Comme tout livre a son lectorat, tout orateur a son auditoire. Le constater relève du bon sens attendu des bons orateurs engagés, notamment les prédicateurs chargés de veiller à s’oublier eux-mêmes pour ne viser qu’à l’efficacité de leur parole. Les circonstances mêmes des discours (station liturgique, commémoration historique et civique, rentrée institutionnelle, basculement d’ordre politique, controverses organisées, « inventions » d’une nouvelle parole …) sont absolument déterminantes. Nous supposons donc comme acquise l’existence d’une parole travaillée en amont afin d’être en adéquation avec un public invité ou attiré à cette fin. S’attarder sur l’auditoire, observer son apparente homogénéité ou son aspect extrêmement mêlé, savoir à quel point on en tient compte, permettent de mettre en perspective la parole et de mesurer plus concrètement son impact.
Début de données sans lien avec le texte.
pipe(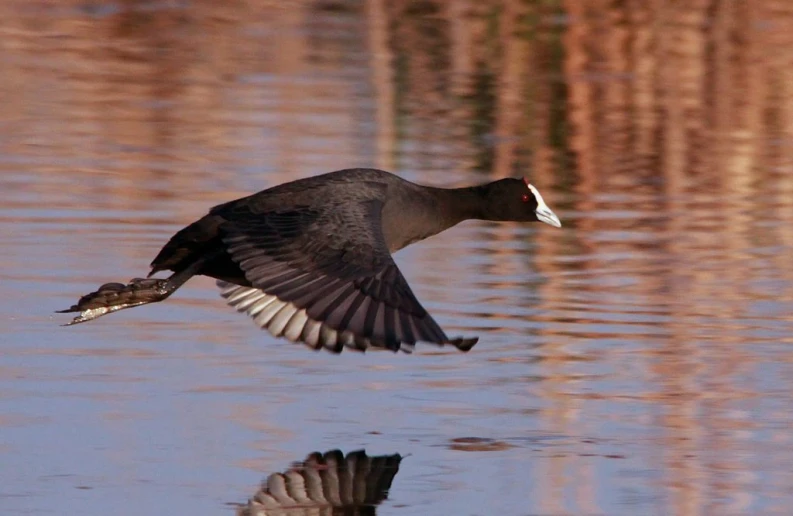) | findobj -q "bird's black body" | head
[60,169,558,351]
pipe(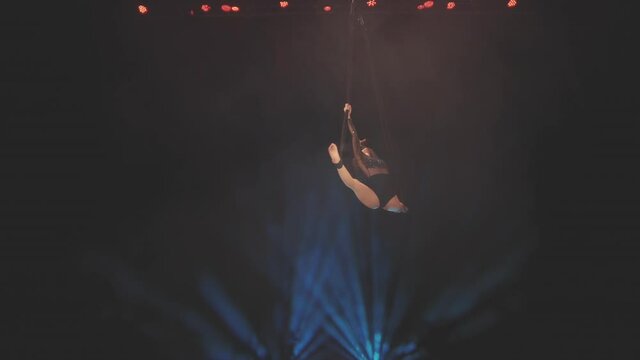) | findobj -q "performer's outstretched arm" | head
[329,143,355,190]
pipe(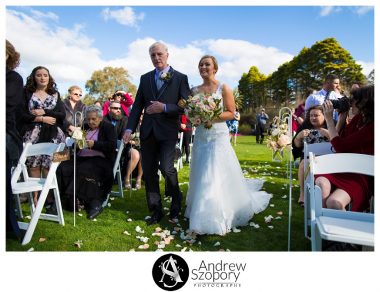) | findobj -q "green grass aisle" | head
[6,136,310,251]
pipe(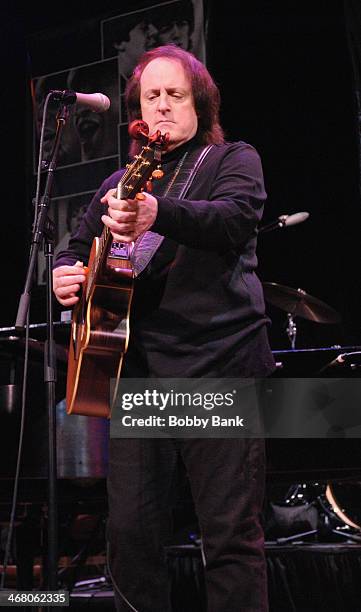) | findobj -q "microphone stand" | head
[15,104,69,591]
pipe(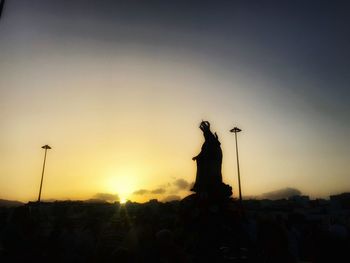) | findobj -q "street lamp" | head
[38,144,51,202]
[230,127,242,204]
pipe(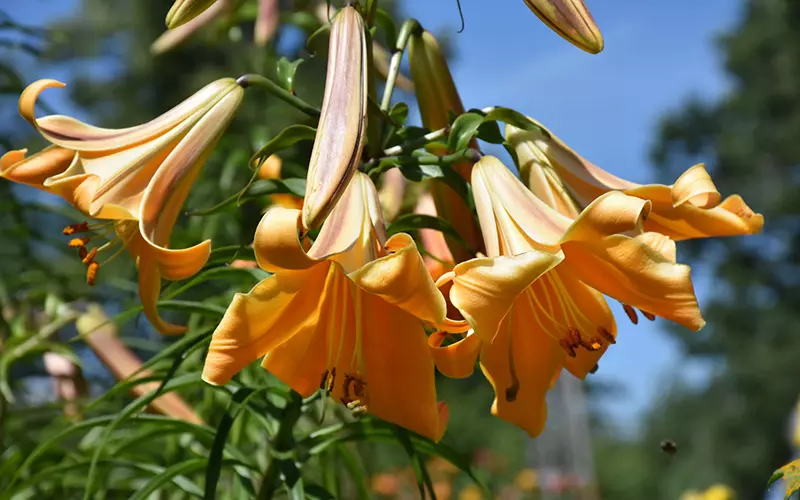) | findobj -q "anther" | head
[319,370,330,391]
[86,262,100,286]
[67,238,89,248]
[558,339,577,358]
[597,326,617,344]
[81,247,97,265]
[62,221,89,236]
[622,304,639,325]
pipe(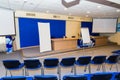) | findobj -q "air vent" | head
[53,15,60,18]
[26,13,35,16]
[68,17,74,19]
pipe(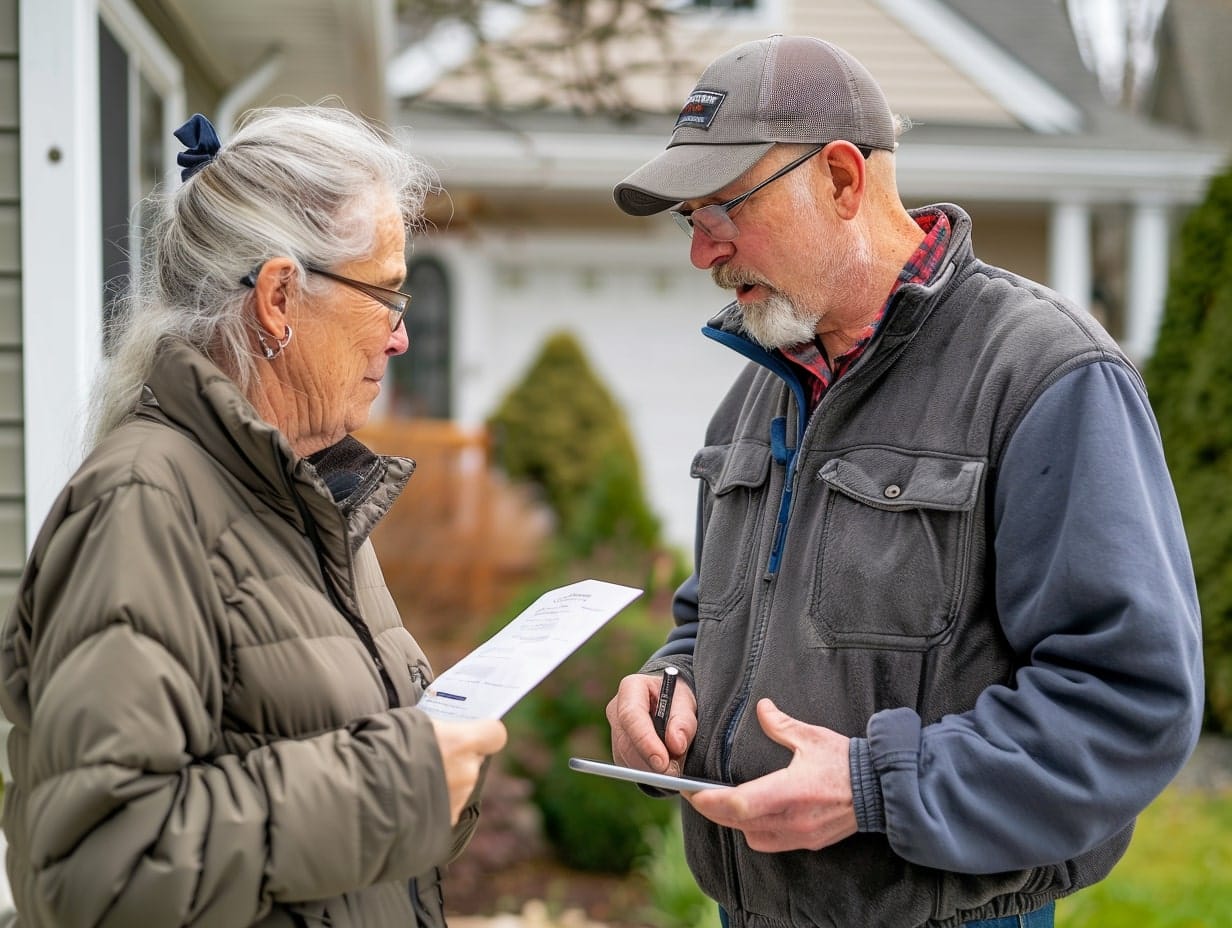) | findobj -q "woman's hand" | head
[432,718,509,824]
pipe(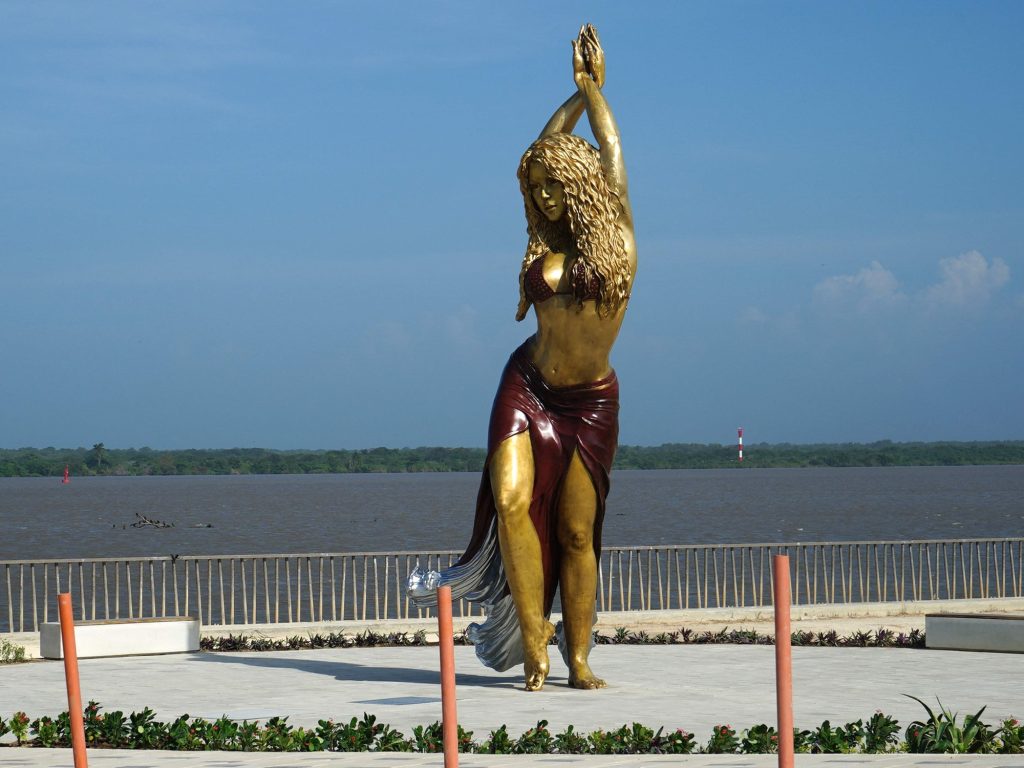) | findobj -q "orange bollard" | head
[437,587,459,768]
[772,555,793,768]
[57,592,89,768]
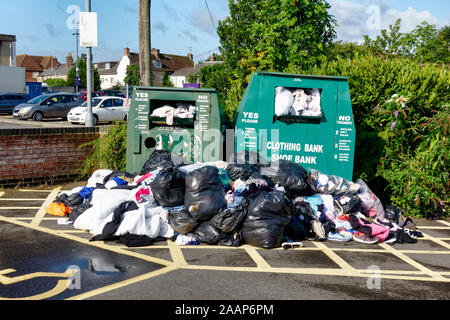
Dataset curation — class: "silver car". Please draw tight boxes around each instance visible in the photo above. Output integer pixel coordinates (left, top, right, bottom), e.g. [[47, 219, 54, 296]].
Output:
[[13, 93, 83, 121]]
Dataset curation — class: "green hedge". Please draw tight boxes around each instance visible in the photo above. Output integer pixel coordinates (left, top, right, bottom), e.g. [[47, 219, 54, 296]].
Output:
[[304, 54, 450, 217]]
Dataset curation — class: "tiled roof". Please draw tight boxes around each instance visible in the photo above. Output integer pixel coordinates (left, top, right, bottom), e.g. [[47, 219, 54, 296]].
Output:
[[16, 54, 61, 71], [128, 52, 194, 72], [40, 64, 69, 77]]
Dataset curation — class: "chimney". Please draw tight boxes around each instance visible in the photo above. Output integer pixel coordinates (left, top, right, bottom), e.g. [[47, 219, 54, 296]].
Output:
[[152, 48, 160, 60], [66, 52, 73, 69]]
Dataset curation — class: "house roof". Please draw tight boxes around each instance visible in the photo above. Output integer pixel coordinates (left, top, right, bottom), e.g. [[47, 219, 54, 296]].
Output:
[[0, 34, 16, 42], [16, 54, 61, 72], [124, 52, 194, 72], [171, 61, 223, 76], [97, 63, 119, 76], [94, 61, 119, 75], [40, 64, 69, 77]]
L’analyse de la portée de la parole conduit enfin à présenter ses rapports à l’écrit. Oralité et écriture, voilà un thème ayant fait l’objet de multiples réflexions pluridisciplinaires. Il n’est pas question ici de revenir sur le vieux et stérile débat mettant en scène l’affirmation de l’un (l’imprimé) et l’éventuel affaissement de l’autre (l’oralité) car on sait bien, comme l’a écrit Claude Hagège, que « l’invention de l’écriture […] n’a […] pas remis en cause l’empire de l’oralité » (L’homme de paroles, 1986, p. 9-10). Il s’agit plutôt de reprendre le jeu de partage qui lie les deux dans le cadre spatio-temporel des villes. Un point de départ intéressant peut être dégagé de l’un des emplois proverbiaux que donne le Dictionnaire de Furetière (1690) du mot livre : « on dit […] qu’un homme parle comme un livre, quand il parle bien ou qu’il affecte de paraître savant » (cité par Françoise Waquet, Parler comme un livre, Paris, 2003, p. 397). On ne peut mieux exprimer l’idée que l’autorité reconnue d’une parole prononcée a quelque chose à voir avec la référence imprimée, mais jusqu’à quel point la pratique a-t-elle valeur de règle aux yeux des contemporains ? Il pourrait être encore intéressant de redécouvrir comment s’ordonne concrètement ce rapport, comment la parole publique parvient à se pérenniser par le biais du passage à l’imprimé, manière de voir ce qui reste de cette oralité dans le discours livré à l’imprimeur.